In der zweiten Runde der Exzellenzinitiative von Bund und Ländern bis 2017 zur Förderung der Forschung an deutschen Universitäten, in der es um 2,7 Milliarden Euro geht, ist die Georg-August-Universität Göttingen aus dem Kreis der Elite-Universitäten herausgefallen. Die Gründe dafür sind bisher unbekannt. Neu zum Kreis der Elte-Universitäten hinzugekommen sind die Universität Bremen, die Universität Köln, die Humboldtuniversität Berlin, die Technische Universität Dresden und die Universität Tübingen. Wie Göttingen haben das Karlsruher Institut für Technologie und die Universität Freiburg den Status als Elite-Universität verloren. Regelmäßig werden die Entscheidungen eines Ausschusses von Forschungsministern und Wissenschaftlern hingenommen, um nicht als schlechter Verlierer der eigenen Alma Mater noch mehr Schaden zuzufügen. Es geht um Forschungsvorhaben und Nachwuchsförderung.
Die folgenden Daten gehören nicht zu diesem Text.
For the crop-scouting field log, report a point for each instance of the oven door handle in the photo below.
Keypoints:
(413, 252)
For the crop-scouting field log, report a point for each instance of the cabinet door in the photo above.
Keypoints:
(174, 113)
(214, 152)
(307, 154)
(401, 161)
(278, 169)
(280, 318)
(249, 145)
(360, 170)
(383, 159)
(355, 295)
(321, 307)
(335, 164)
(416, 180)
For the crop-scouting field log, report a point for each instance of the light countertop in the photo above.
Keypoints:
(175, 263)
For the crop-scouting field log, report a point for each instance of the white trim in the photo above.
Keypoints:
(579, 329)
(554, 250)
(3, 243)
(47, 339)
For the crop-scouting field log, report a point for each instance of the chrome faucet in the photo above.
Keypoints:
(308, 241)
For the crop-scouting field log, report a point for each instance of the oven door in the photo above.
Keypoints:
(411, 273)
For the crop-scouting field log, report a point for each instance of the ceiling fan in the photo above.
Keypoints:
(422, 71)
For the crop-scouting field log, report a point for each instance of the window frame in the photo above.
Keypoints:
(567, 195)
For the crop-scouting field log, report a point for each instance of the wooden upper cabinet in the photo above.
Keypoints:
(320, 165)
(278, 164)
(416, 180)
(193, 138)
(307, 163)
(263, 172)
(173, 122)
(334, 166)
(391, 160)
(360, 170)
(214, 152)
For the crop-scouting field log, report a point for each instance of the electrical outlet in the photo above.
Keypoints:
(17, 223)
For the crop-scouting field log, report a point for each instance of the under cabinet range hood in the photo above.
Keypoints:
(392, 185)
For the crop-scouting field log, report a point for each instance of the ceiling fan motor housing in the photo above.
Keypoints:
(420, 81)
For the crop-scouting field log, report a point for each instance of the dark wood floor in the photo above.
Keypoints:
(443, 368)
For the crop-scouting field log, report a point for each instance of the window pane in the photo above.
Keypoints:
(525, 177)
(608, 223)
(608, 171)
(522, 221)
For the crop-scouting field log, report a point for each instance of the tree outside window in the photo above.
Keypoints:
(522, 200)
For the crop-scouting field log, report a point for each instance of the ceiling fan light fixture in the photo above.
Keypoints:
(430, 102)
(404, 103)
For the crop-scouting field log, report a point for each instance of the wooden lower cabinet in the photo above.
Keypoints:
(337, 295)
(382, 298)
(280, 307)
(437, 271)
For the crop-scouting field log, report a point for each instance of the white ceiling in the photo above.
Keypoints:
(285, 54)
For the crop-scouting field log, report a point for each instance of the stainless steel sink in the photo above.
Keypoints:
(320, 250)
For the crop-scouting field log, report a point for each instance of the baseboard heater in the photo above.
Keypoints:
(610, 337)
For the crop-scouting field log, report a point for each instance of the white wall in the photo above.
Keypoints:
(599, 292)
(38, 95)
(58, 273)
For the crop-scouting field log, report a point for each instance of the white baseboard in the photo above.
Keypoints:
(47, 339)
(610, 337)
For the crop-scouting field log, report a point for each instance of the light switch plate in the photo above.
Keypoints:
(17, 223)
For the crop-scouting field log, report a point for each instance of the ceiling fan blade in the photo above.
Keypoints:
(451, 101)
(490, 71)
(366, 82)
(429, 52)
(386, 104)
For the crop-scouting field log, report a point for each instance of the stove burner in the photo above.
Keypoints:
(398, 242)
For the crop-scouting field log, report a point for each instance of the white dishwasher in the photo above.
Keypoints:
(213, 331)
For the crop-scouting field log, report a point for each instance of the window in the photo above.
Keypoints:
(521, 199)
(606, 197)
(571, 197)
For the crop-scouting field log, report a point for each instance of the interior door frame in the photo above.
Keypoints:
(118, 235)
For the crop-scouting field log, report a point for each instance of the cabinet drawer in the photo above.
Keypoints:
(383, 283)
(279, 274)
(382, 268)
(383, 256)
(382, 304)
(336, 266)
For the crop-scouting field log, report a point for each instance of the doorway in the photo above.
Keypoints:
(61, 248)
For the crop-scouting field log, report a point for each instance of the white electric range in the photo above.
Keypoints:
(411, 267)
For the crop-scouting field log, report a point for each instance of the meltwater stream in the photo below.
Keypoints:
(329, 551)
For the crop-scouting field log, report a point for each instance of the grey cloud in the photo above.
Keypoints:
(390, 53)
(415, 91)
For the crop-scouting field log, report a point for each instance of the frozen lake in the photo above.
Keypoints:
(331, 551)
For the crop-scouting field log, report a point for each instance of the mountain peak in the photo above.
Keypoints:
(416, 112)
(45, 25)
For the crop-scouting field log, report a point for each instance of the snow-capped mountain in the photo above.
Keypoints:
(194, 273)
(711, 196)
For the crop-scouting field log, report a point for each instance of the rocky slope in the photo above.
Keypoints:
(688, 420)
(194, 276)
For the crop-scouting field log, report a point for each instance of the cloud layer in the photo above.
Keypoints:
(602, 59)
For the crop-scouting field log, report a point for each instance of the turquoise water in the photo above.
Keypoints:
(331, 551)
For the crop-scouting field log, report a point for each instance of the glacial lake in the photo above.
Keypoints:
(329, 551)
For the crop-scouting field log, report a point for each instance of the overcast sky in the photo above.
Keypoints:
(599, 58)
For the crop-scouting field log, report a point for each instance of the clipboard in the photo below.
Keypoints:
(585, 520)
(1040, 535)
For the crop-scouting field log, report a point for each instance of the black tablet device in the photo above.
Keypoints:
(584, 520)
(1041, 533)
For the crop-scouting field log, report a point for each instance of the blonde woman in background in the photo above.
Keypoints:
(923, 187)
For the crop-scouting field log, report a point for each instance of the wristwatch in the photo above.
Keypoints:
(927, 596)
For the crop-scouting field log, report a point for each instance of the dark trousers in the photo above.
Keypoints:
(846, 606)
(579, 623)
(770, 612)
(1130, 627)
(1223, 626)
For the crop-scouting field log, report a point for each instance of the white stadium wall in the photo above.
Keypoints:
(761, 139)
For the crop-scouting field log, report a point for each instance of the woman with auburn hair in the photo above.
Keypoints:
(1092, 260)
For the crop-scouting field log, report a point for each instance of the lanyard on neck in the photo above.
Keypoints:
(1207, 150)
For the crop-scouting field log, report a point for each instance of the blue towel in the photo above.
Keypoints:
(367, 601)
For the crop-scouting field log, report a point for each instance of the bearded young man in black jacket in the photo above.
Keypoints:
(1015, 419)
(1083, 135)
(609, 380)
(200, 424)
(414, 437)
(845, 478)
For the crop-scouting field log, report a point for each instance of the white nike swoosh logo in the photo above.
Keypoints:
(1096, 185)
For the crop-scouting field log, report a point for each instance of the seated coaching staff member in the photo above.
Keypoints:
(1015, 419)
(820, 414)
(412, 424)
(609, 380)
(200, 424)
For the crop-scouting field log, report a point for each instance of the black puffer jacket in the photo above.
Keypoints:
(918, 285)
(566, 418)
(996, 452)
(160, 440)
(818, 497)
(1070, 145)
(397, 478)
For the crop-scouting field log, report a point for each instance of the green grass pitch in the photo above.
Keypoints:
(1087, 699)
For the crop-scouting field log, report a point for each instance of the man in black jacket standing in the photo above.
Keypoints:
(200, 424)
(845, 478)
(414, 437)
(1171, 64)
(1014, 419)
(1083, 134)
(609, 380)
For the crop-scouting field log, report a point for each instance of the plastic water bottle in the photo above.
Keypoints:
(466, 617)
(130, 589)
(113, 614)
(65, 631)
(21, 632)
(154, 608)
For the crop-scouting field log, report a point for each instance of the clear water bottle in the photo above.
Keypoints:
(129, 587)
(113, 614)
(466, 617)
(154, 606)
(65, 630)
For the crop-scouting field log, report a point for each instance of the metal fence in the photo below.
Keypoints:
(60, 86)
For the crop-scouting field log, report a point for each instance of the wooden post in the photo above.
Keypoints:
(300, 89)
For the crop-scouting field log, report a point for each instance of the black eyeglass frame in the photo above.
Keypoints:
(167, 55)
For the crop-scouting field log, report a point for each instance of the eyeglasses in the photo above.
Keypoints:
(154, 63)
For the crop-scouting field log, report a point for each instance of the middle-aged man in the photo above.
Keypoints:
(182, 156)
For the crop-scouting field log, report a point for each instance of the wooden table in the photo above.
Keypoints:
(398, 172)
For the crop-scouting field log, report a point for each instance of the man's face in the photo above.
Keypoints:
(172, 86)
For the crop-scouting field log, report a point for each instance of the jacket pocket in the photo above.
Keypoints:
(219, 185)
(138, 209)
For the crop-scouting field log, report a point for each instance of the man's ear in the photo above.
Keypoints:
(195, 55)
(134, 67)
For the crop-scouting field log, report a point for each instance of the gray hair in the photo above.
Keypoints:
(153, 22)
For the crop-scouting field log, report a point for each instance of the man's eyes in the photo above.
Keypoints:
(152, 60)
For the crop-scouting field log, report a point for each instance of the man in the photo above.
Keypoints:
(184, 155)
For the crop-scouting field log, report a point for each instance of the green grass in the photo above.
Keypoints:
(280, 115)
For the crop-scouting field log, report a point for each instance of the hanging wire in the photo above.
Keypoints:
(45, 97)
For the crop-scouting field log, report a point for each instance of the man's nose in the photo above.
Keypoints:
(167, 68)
Die Antragsstellung bringt einen hohen Aufwand mit sich. In Göttingen waren 200 Personen beteiligt. Für den Besuch der Gutachter wird geübt. Es gibt Strategiebesprechungen, Evaluierungen und Rechenschaftsberichte. Der Präsident der Hochschulrektorenkonferenz, Horst Hippler, dazu: „Die Bewerbung hat an den Hochschulen, die sich beteiligen, vieles lahmgelegt. Eine weitere Exzellenzinitiative dieser Art kann man sich nicht leisten.“ Für die Bewerbungen gilt eine eigene Rhetorik. Die Universitäten bilden Abteilungen, welche die Antragsschreiberei organisieren. Mittlerweile gibt es eine kommerzielle Beraterbranche, die das Beantragen als Vollzeitjob betreibt. Von Wissenschaft braucht man dazu in der Regel keine Ahnung zu haben. Laut einer Umfrage des Bonner Instituts für Forschungsinformation und Qualitätssicherung vernachlässigen die Professoren, die Anträge stellen, Lehre und Prüfungen.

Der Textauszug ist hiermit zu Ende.